Setelah lampu hijau menyala, Jeno menjalankan mobilnya. Iya, posisi mereka berada di dalam mobil saat ini.
"Cari makan makan, yuk. Sepertinya tadi kamu belum sarapan," ucap Jeno yang lagi fokus menyetir.
Dengan ajakan Jeno, gadis itu pun merespon dengan jawaban setuju.
Beberapa menit perjalanan, sorot mataku terpusat pada kedai sushi yang menjadi langganan favorit. Tunggu. Aku memandang dari kejauhan, ada sosok lelaki yang tak asing lagi aku melihatnya. Bukankah itu Na Jaemin yang baru saja membuang sampah?
Mobil terus berjalan dan pandanganku tetap memerhatikan lamat-lamat diri Jaemin di balik jendela.
Aku tidak salah lihat kan tadi?
"Jen, Jeno, bagaimana kita makan di kedai sushi itu tadi?" saranku girang. Dan pikiranku berpendapat ingin memastikan bahwa itu tadi benar-benar Jaemin.
"Jangan makan di kedai, ah! Gak level banget, kita ke restoran aja."
Mendengar jawaban darinya, membuatku menghembuskan napas berat dan pasrah. Sudahlah, mungkin aku tadi salah lihat. Mana mungkin Jaemin bekerja di kedainya paman Lee? Toh, dia juga sudah ada pekerjaannya di minimarket.
***
"Dek, titip beliin kakak kopi dong," ucap kak Yuta, memberikan selembar uang ke adiknya yang sedang berbaring di atas sofa.
Aku memutar bola mata malas bersamaan dengan helaan napas pasrah. Selalu saja kakak menyuruh adiknya, kebalik itu namanya.
"Malam-malam di suruh keluar, kakak sendiri aja napa?" cibirnya yang fokus pada ponselnya.
"Nggak bisa, nanti teman kakak mau ke sini, udah buruan kamu aja, dekat kok warung sana-sini aja hlo..." dengus kak Yuta kesal.
Menghela napas panjang, kemudian aku beranjak bangun dari tidurku yang nyaman, mengambil uang dari kak Yuta, lalu berjalan malas untuk pergi ke pintu utama.

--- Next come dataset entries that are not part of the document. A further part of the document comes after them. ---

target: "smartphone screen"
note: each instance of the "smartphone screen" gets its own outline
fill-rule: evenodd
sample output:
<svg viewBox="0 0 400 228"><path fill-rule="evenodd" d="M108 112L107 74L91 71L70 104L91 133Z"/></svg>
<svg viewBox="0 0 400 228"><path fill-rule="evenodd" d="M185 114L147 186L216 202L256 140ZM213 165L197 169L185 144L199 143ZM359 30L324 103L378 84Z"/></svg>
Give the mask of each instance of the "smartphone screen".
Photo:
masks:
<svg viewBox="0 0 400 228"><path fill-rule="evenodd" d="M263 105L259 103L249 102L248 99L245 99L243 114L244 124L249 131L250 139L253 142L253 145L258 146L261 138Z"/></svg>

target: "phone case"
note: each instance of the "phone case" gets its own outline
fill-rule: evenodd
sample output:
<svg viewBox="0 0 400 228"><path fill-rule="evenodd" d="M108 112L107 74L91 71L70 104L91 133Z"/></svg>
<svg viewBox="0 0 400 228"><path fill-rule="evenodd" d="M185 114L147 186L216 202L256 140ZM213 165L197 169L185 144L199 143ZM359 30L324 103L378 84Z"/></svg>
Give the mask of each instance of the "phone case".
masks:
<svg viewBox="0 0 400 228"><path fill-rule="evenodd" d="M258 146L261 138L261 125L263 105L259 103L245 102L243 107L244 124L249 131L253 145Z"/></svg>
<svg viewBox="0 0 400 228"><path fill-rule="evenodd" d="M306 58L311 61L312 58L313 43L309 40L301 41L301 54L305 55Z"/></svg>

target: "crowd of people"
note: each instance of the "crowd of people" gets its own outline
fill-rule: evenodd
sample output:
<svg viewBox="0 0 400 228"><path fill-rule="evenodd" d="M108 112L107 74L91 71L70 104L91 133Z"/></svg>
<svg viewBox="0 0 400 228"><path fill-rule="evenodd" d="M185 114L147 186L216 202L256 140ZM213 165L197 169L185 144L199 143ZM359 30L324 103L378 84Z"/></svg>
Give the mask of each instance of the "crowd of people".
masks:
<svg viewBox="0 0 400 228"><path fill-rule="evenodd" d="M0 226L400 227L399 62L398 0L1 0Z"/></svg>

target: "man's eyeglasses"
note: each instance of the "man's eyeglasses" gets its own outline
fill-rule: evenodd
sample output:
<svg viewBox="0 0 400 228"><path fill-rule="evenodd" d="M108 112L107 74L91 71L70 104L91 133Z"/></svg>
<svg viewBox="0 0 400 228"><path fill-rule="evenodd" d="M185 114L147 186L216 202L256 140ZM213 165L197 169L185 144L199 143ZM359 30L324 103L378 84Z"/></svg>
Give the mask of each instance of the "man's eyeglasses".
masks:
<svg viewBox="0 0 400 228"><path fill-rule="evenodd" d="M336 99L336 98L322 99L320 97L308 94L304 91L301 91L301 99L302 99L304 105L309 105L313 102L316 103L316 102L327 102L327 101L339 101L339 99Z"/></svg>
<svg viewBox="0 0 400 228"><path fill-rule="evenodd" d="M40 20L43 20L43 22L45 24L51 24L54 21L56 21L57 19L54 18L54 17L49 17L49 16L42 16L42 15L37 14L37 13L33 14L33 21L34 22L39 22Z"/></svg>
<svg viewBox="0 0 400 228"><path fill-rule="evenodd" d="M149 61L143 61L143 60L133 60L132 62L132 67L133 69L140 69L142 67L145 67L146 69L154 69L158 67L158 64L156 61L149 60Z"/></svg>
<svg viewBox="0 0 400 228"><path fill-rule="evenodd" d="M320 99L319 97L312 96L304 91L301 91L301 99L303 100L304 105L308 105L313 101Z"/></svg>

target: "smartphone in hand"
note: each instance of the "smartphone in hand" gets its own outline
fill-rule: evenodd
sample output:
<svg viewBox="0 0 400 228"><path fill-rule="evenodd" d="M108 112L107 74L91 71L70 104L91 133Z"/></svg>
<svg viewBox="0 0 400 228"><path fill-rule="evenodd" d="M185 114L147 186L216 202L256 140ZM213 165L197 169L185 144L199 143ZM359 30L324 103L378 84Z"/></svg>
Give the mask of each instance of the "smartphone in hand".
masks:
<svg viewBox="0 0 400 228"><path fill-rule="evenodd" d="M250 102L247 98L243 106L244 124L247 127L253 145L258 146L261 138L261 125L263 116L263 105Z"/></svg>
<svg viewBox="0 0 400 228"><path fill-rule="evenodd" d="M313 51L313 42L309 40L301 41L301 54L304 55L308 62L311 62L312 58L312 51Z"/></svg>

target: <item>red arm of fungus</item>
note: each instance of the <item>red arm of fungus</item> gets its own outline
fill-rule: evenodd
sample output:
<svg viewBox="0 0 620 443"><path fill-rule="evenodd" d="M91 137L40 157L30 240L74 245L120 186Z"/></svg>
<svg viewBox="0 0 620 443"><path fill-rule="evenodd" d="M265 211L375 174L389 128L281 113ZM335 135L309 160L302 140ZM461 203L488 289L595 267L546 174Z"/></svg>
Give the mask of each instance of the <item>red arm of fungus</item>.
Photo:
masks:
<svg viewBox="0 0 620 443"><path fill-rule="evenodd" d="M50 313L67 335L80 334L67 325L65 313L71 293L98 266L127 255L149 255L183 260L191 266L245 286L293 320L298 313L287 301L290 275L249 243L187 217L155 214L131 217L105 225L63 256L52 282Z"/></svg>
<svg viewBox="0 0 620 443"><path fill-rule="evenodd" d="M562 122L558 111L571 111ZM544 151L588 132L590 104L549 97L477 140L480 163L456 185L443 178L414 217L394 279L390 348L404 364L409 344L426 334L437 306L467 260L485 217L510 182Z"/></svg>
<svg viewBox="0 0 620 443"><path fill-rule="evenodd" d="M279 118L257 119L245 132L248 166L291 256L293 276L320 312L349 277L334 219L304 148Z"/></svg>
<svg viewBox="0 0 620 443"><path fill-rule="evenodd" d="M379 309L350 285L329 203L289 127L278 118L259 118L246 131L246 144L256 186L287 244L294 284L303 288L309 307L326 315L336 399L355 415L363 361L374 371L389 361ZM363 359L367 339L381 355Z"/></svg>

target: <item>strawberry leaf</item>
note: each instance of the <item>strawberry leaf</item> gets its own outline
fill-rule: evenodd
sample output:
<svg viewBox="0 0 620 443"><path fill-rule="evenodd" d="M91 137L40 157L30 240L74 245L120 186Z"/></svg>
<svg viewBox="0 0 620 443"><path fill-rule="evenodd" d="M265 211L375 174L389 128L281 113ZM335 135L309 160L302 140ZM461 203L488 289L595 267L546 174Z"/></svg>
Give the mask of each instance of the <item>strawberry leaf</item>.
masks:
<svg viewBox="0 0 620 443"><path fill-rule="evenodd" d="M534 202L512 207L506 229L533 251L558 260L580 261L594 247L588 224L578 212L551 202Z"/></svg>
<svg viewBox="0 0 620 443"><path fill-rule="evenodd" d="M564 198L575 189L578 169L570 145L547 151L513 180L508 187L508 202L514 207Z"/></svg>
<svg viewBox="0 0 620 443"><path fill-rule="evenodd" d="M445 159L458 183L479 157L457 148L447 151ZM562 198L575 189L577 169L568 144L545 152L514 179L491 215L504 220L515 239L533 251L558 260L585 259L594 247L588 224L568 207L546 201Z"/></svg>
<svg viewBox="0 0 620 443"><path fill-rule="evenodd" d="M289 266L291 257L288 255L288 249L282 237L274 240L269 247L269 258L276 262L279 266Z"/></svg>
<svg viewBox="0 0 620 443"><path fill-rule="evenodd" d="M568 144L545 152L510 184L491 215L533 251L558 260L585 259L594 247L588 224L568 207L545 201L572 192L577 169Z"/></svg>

Aku keluar hanya mengenakan pakaian biasa, cuma kaos oblong pink, serta celana training yang biasanya aku pakai sehari-hari.
Berjalan kaki di tengah keremangan malam, terasa sunyi dan senyap di sepanjang jalan. Lampu-lampu kota tampak bercahaya, sejajar di pinggiran trotoar, ditemani oleh angin malam, bulan, dan bintang di mana pun ke mana langkah kakiku pergi. Tunggu dulu. Sepertinya, aku jadi teringat sesuatu.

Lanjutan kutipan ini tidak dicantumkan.